Her gaze flitted out the window and back to Cole. She had no way to explain how torn she was, no way to make him understand the depths of her feelings for his brother, no way to tell him how badly she could be hurt.
“He’s asking for you.”
With that, something flip-flopped inside her heart. If Mac needed her, she couldn’t stay away.
MAC KNEW THE instant Julia entered the room. It wasn’t the sound of the door opening and closing, or the hushed welcomes and good wishes as his family greeted Cole.
It was sunshine. Pure and simple.
Mac breathed in deeply and felt a sense of calm sweep through him. Today was the day. He’d find out if the transplant was a success. One eye couldn’t be saved, but maybe—maybe there’d be enough of a man left among all the scars for Julia to love.
“You ready, Mac?”
Mac liked Dr. Perulakhar. The man didn’t mince words, and he knew his business. He’d made it clear from the beginning that the lens transplant wasn’t a guaranteed success. And though the surgery had gone well, there was a possibility that his body could still reject or refuse to adapt to the new eye.
“I’m ready.”
“I’ll have to ask everyone to leave.” His family lined up for hugs and handshakes and prayers and then filed out of the room.
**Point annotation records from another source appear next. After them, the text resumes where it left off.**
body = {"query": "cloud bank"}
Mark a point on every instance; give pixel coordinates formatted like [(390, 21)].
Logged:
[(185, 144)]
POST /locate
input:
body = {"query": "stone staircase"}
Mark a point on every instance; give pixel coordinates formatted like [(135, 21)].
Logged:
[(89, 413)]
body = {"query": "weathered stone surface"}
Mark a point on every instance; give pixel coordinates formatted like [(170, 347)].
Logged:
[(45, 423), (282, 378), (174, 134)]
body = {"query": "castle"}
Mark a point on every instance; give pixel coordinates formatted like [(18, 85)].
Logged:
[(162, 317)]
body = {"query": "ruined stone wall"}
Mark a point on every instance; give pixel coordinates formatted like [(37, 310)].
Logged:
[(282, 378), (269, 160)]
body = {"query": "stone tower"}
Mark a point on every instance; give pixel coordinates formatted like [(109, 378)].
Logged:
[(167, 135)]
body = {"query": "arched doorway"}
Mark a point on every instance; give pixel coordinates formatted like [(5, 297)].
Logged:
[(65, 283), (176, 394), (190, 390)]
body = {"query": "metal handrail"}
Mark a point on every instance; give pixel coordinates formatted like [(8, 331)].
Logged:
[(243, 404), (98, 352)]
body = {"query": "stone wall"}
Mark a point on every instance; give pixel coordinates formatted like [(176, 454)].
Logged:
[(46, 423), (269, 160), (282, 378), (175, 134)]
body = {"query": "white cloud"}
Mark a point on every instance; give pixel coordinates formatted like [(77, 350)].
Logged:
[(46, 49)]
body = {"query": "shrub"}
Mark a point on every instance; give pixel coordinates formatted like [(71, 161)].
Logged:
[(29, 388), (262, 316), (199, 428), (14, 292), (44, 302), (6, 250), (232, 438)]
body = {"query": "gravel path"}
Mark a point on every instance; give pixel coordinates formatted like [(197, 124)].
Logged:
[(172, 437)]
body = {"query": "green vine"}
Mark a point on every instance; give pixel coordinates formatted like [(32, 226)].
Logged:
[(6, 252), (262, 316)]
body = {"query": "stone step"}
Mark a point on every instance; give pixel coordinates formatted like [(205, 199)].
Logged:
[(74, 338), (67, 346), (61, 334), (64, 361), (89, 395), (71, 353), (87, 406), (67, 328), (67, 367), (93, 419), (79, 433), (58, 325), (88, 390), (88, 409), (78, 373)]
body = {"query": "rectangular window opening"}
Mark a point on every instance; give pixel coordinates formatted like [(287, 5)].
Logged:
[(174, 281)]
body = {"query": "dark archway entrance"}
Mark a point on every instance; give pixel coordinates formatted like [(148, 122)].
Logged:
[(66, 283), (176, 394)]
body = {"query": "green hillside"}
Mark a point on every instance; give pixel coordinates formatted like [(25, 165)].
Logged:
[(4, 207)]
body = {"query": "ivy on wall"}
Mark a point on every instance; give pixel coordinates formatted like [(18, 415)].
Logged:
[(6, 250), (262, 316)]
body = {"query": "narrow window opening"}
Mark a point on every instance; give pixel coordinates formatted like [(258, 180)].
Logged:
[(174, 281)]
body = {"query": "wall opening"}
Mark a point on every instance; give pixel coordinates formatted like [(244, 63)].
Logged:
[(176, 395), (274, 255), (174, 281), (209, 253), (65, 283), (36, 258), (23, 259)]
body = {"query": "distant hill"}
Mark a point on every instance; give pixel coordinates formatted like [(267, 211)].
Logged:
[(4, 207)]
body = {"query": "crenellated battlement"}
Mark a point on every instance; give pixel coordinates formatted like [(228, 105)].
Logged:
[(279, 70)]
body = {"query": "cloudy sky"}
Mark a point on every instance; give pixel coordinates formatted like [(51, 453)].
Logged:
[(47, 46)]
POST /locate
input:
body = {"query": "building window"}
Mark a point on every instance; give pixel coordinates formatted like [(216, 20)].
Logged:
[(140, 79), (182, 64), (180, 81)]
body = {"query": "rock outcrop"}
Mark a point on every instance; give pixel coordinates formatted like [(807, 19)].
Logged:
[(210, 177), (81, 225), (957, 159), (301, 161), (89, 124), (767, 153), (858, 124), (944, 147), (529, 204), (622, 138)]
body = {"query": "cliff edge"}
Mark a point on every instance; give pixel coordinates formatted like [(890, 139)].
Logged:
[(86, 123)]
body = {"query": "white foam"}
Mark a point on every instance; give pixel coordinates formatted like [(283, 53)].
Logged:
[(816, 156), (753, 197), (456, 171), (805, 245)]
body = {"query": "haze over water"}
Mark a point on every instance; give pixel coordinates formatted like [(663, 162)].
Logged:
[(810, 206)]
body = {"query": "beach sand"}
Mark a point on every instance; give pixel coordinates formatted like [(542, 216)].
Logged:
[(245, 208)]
“Wait.” Mac reached out his hand. He couldn’t do this alone. He needed Julia. Sight or no, he needed her.
“It’s not customary to have an audience for this. Sometimes their reactions can affect a patient’s recovery.”
“She’s a registered nurse.”
“Very well.”
His hand seemed to hover in the air for an eternity. Mac frowned. An unexpected sense of loss sabotaged his preparation for this last step of the operation. Had she left despite the doctor’s approval?
“I’m here.” Julia’s fingers touched his. He turned his hand and gripped hers tight, pulling her to his side at the edge of the hospital bed. He breathed in deeply, calmly. All was right with his world again.
“I’m ready now.”
“I’ll just dim the lights.”
Mac held his breath. He pumped his hand around Julia’s, then held her with both hands.
The doctor cut the bandages from his eyes. “Keep them closed for a moment.” He dabbed at his eyelid with a cool compress of some kind, did the kind of checking that doctors do. “All right. Open them slowly. Slowly.”